THE PAINTINGS OF LINDA STOJAK
The ghostly forms of the women in painter Linda Stojak’s first solo exhibit in Santa Fe are rendered featureless save for the barest hints of facial definition. Stojak alludes to the past by painting several of her subjects in period dress, but the anonymous figures are mostly removed from any kind of setting, their narratives unknown to us. Her exhibition Silent Voices is on view at LewAllen Galleries through March 26. Stojak’s richly textured, layered surfaces lend the compositions a lush quality that contrasts with their ethereal human forms. The figures seem poised halfway between appearing and disappearing. On the cover is a detail of the artist’s 2015 oil and mixed media on canvas painting Untitled (LS15-313).
“Oddly romantic” is how art critic Edward Leffingwell described the paintings of Philadelphia-based artist Linda Stojak in the May 2006 issue of Art in America, which is quoted on a gallery wall in her first exhibition at LewAllen Galleries.
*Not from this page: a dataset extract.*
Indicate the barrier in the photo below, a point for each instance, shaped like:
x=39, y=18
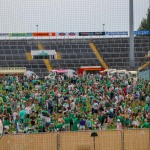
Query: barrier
x=106, y=140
The works do recall a romantic past, not in any nostalgic way, but in a knowing way, as through a filter of time — though it might be more accurate, in terms of Stojak’s painting style, to say layers of time. The nine paintings on exhibit are enigmatic renderings of women, lushly executed and textured by building up the paint.
The subjects in some of her works seem plucked from the canvases of a bygone era. The figures may put you in mind of 19th-century portraiture — paintings by artists such as John Singer Sargent — and the clothing some of Stojak’s figures wear harks back to Victorian times. Compare Sargent’s work to Stojak’s and you’ll see some similar aspects, including the use of stark color contrasts and formal compositional qualities, such as a figure’s pose.
But while Sargent painted a number of portraits of members of high society, they were identifiable subjects. Stojak’s figures are not — their features are indeterminate, and the faces are almost entirely featureless. In several paintings, the women are partially rendered in outline, and little besides the line designating the figures separates them from the background. Some wear hoop skirts that wouldn’t have been out of place in Sargent’s time. One can think of this shape as formed by a metal cage — which seems pertinent to Stojak’s feminist subject matter. The clothing in her works sometimes indicates that these figures belong to a world of privilege, but as women they are united by something that cuts across matters of class: They are all silent and without faces, which might be another way of saying that they all have the same face or fate.
Traces of blood red, as in an untitled painting from 2015, suggest violence and appear in several other compositions. The figure in the untitled painting is turned slightly from the viewer, self-protectively. The red is used to partially outline the form, but it also gathers in a deep blood-red splotch at her back like an open wound. The woman’s anonymity marks her as everyone and no one. Even if these paintings are regarded as self-portraiture of a sort, giving voice to the interior, sublimated archetypes of the psyche, the pain and sorrow with which Stojak invests them isn’t personalized but generalized across the body of work.
Stojak uses a red line in dramatic fashion in 2012’s Figure 73, which shows two women standing side by side against a stark white background. The one on the left, her figure traced in a subdued grayish blue, is barely there. The bold use of the red line, zig-zagging over her body, suggests that she is bound by it, as though by a rope. The form of the slightly smaller figure on her right (the figures could be mother and daughter, but nothing overtly indicates that) is also partially delineated by red. The painting may deal in some regard with the issue of domestic violence and generational cycles of abuse, but one should be wary of reading too much into the work. Stojak avoids the trappings of allusions to specific people or places, which could give her paintings a narrow frame of reference. Her subject matter feels nonspecific and universal.
Stojak’s works can be seen as commentary on paintings under the jurisdiction of the male gaze (Sargent’s Madame X comes to mind), in which the female form is objectified and sexualized. In Stojak’s paintings, identity is obliterated. There is a single nude among this small presentation of large-scale works, called Untitled
(LS07-267), from 2007. The painting’s subject is prostrate, a pale white figure against black, but there is no trace of eroticism in this nude. The painting frustrates the viewer who’s seeking more information or a narrative. Is the woman dead? Is she sleeping? Is her voice still because she has been silenced? Stojak’s figures exist somewhere between the somatic realm of the corporeal and the elusive, ethereal worlds of time and memory, where names and histories dissipate and where faces grow vague and indistinct.
According to the gallery, Stojak is not a prolific artist — Silent Voices is the culmination of years of work. She paints with a palette knife, adding layers, scraping away, and adding more. Hers are labored works but don’t appear as such. Stojak’s use of paint provides a textured but uniform surface where close inspection reveals numerous colors, even in the backgrounds, which from a distance read as more solid black or white — or in the case of Figure 72, from 2012, light blue. Her subjects, traced in paint, recall a statement from the Ashcan School’s John Sloan, that “painting is drawing, with the additional means of color.” The drawing/ painting dynamic is one of Silent Voices’ many contradictions, not the least of which is captured in its title. But these silent voices say a lot.